Not taking seriously anyone who called themselves an SF fan and then admitted to not having read Haldeman’s landmark 1974 novel The Forever War would, at least in my eyes, be an understandable and forgivable reaction. A response to Robert Heinlein’s legendary Starship Troopers, informed by having survived the US insurgency into formerly French Vietnam, The Forever War is the kind of ground-breaking hard SF that is both a response to the events of the day and the genre itself, as all good SF should be. Ripped off even more than Starship Troopers, though never filmed or animated (although arguably Studio GAINAX’s legendary animation Top O Nerae! effectively brings much of the core SF ideas to life within the parameters of its own medium), it was a book that seemed nigh-on perfect, self-contained. However, as with many creative folk as they move into later life, author, scientist and academic Haldeman revisited his glory work in the late 90s, producing a kind of post-First Gulf War remake, and then a true sequel, and now the three are combined in one handy paperback by genre stalwarts Gollancz.

Having re-read The Forever War more times than almost any other SF text I own, and having gone through three copies as people borrow and never return it, I shied away from the follow-ups, not wanting to change the experience of the original. Re-reading it now as the prelude to the other two, several things stand out to me more than ever: the unheroic brutality of the violence, the heroic nature of the intellectual struggles of the leads, and the sheer quantity of actual physics in the book. I mean, imagine that today, actual science in science fiction – unheard of! Most of all, the humanity of the characters spoke out loud and clear, reminding me once more why Alan Moore ripped it off for the third book of The Ballad Of Halo Jones – clearly, humanity was something he felt readers of 2000AD could have used a little more of by then, as opposed to his early D.R. & Quinch shorts. At any rate, a true classic, untarnished by time, only strengthened – if you don’t already own it or haven’t read it, return your geek card to me now until you’ve bought, read and inwardly digested it.
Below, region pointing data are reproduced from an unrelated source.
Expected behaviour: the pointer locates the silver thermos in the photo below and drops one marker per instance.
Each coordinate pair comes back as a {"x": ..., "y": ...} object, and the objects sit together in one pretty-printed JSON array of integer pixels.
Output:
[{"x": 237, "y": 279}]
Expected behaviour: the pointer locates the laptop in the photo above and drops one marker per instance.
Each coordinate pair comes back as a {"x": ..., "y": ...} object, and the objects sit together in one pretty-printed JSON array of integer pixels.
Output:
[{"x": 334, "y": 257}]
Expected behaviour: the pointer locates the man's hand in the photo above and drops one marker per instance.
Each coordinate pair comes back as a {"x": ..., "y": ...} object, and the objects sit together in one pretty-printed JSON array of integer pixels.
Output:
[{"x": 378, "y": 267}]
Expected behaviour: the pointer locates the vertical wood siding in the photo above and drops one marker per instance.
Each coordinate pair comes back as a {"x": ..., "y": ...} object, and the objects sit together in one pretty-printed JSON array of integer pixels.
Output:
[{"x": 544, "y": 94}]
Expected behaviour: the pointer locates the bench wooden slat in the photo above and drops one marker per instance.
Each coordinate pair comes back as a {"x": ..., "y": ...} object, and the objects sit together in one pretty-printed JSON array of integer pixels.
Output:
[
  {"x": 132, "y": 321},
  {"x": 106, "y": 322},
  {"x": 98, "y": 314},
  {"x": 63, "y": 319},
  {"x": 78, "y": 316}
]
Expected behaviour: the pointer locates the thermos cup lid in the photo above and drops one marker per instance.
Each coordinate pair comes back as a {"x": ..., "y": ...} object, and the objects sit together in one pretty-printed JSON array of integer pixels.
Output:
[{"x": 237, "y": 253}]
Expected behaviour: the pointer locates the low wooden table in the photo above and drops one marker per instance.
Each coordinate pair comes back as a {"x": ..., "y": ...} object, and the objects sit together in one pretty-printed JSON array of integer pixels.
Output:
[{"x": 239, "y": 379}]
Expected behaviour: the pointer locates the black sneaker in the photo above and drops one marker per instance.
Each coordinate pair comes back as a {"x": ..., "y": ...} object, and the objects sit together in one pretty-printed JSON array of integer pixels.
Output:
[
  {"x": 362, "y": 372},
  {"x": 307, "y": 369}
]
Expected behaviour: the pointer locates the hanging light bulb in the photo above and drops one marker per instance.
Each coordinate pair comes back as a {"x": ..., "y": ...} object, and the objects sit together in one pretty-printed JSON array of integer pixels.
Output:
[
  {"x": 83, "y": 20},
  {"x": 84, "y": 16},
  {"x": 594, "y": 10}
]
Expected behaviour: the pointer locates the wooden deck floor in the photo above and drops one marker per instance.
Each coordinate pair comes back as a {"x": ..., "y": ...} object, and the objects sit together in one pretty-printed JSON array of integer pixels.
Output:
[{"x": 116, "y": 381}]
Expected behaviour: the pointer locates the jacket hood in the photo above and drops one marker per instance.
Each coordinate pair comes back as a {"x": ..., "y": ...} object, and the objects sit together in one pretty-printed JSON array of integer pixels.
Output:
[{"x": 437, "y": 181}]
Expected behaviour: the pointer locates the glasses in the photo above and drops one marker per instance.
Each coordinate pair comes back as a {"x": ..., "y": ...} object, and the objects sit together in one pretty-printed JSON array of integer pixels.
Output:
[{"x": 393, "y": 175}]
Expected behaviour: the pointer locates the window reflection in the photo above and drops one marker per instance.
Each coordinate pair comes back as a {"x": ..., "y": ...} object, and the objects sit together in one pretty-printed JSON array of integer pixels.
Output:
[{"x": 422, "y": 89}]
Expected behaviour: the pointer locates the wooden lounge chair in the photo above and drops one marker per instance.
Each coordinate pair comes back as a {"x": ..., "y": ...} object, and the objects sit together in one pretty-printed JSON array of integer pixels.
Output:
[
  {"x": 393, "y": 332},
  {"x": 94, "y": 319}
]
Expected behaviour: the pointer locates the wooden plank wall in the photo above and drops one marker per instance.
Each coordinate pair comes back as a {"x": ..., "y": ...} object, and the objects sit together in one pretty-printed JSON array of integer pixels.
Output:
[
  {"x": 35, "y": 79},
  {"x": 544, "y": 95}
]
Forever Peace was the next to be published, some 25 years after the original was first written, but in this volume is presented last. Another award-winner, it is simultaneously both a remake and a thematic sequel, an SF war novel that is informed by the experiences of the First Gulf War, and an increased understanding of the military-industrial-media complex at work, as opposed to the draftee’s-eye view of the original. Written in both first and third person, it achieves an interesting pace and intellectual tension from this dual presentation, and manages to be both more exciting and morally complex than the original, while also upping the gore somewhat – very nineties. Worth its awards, however, without question.

Forever Free is the true sequel, and in this collection is placed directly after TFW, allowing the reader to follow the uninterrupted sequence of adventures of William Mandella. As such, it feels less disappointing than many reviewers at the time described it as. No question but for a life-long scientific rationalist, the ending raises all sorts of questions so much as to be a complete misfire for many, but it seems entirely in keeping with the bigger picture under discussion in the rest of the book. It is the sort of thoughtful, almost playful kind of climax that an older, more experienced narrator would devise, rather than the youthful optimism of the original, and allows for a conclusion rooted in the reality of human existence. I liked it a lot, and am content with this author’s chosen path for some of his most beloved characters.

Simply put, there is no excuse now with this affordable collection not to own one of the greatest SF novels of all time, along with two more excellent novels that are a reminder of those qualities that define SF: hard science, and good writing.